Frailty is a geriatric syndrome that results from multisystem impairment caused by age-associated accumulation of deficits. The frailty index is used to define the level of frailty. Several studies have searched for molecular biomarkers associated with frailty, to meet the needs for personalized care. Cyclase-associated protein 2 (CAP2) is a multifunctional actin-binding protein involved in various physiological and pathological processes, that might reflect frailty's intrinsic complexity.

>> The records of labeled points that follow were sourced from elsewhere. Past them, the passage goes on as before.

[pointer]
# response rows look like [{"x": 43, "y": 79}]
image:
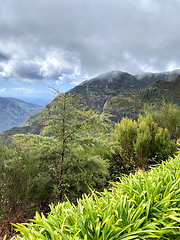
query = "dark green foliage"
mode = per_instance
[
  {"x": 65, "y": 143},
  {"x": 142, "y": 206},
  {"x": 168, "y": 116},
  {"x": 25, "y": 183},
  {"x": 142, "y": 140}
]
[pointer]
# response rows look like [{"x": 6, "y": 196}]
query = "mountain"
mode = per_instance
[
  {"x": 132, "y": 104},
  {"x": 120, "y": 94},
  {"x": 98, "y": 90},
  {"x": 14, "y": 112}
]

This study aimed to investigate the association between frailty index and circulating CAP2 concentration in 467 community-dwelling older adults (median age: 79; range: 65-92 years). The selected robust regression model showed that circulating CAP2 concentration was not associated with chronological age, as well as sex and education. However, circulating CAP2 concentration was significantly and inversely associated with the frailty index: a 0.1-unit increase in frailty index leads to ~0.5-point mean decrease in CAP2 concentration. Furthermore, mean CAP2 concentration was significantly lower in frail participants (i.e., frailty index ≥0.25) than in non-frail participants.
This study shows the association between serum CAP2 concentration and frailty status for the first time, highlighting the potential of CAP2 as a biomarker for age-associated accumulation of deficits.